Por el contrario, aceptar la muerte es entender la naturaleza, saberse parte de ésta, y comprender la relación que guardamos con ella: sus tiempos, sus ciclos y sus leyes. Reintegrarse conscientemente en el corazón de ella, pasando de este modo a ser vivencia inequívoca y parte de la vida cotidiana del individuo y del colectivo.

Así lo explicó Chiang Tzu cuando fue a visitarle Hui Tzu para ofrecerle las condolencias por la muerte de su mujer y lo encontró para su estupefacción, cantando. Apenas éste le insinuó que quizás fuera algo irrespetuosa su conducta, Chiang Tzu le respondió:

«Cuando acababa de morir, ¿crees que no sentí pena como todo el mundo? Pero me acordé de sus comienzos y de antes de que ella naciera. No sólo de antes de que naciera, sino antes de que tuviera un cuerpo siquiera. No sólo antes de tuviera un cuerpo, sino de cuando ni siquiera tenía espíritu. En medio de la confusión, de la maravilla y el misterio se produjo un cambio, y ella adquirió un espíritu. Otro cambio y ella tuvo cuerpo. Otro cambio y hubo nacido. Ahora ha habido un nuevo cambio y está muerta. Es igual que la sucesión de las cuatro estaciones: primavera, verano, otoño, invierno. Ahora ella reposa en paz en una amplia estancia. Si yo fuera tras ella gimiendo y sollozando, se vería que no entiendo nada del destino. Así que paré de llorar».

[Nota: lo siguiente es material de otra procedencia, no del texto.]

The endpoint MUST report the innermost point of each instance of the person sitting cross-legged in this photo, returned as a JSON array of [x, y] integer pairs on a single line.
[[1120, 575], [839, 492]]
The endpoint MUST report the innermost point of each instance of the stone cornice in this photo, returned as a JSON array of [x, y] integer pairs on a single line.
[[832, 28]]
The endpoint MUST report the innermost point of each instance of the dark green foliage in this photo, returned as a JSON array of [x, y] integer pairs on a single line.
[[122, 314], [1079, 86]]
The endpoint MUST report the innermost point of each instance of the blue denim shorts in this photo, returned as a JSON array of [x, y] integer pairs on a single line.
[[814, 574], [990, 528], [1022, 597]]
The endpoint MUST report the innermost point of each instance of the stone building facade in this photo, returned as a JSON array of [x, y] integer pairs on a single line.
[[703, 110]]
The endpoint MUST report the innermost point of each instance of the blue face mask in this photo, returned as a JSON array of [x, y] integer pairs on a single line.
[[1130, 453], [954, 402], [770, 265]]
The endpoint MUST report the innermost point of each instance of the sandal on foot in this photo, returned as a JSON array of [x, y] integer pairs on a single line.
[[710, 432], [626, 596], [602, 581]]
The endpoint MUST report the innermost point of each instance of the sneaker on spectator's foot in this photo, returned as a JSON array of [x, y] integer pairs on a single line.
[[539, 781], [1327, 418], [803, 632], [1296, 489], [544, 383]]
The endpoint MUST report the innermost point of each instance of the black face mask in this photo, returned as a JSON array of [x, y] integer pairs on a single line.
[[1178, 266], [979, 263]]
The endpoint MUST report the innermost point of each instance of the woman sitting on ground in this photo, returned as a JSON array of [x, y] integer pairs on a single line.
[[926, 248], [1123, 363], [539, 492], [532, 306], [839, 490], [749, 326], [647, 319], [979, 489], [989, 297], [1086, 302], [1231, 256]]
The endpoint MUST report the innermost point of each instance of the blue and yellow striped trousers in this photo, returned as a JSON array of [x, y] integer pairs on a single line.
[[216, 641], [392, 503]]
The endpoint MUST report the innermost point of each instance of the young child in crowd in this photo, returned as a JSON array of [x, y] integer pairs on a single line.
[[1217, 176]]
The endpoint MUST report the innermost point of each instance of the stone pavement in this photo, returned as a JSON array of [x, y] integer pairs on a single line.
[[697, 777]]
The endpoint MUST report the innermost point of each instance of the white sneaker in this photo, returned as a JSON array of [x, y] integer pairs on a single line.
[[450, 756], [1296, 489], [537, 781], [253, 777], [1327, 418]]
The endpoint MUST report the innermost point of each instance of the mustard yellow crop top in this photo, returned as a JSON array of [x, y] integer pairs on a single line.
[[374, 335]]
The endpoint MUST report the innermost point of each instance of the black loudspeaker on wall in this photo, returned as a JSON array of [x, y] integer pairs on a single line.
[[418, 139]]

Es ésta la otra muerte, impenetrable e inenarrable como lo es el misterio de la naturaleza humana y de la vida. Otra forma de entenderla que la convierte en proceso aceptador, una vez que reconocemos la impermanencia y los flujos de cambio constante de la materia física. Por ello la muerte asumida como evento o ciclo natural dentro del proceso de la vida, se convierte en el centro de la dignidad humana, y transforma la propia cognición y sentir ante un fenómeno al que uno mismo pertenece. Esta forma de vivir la propia muerte es, recordando al personaje de Bergman, la única forma de poseerse.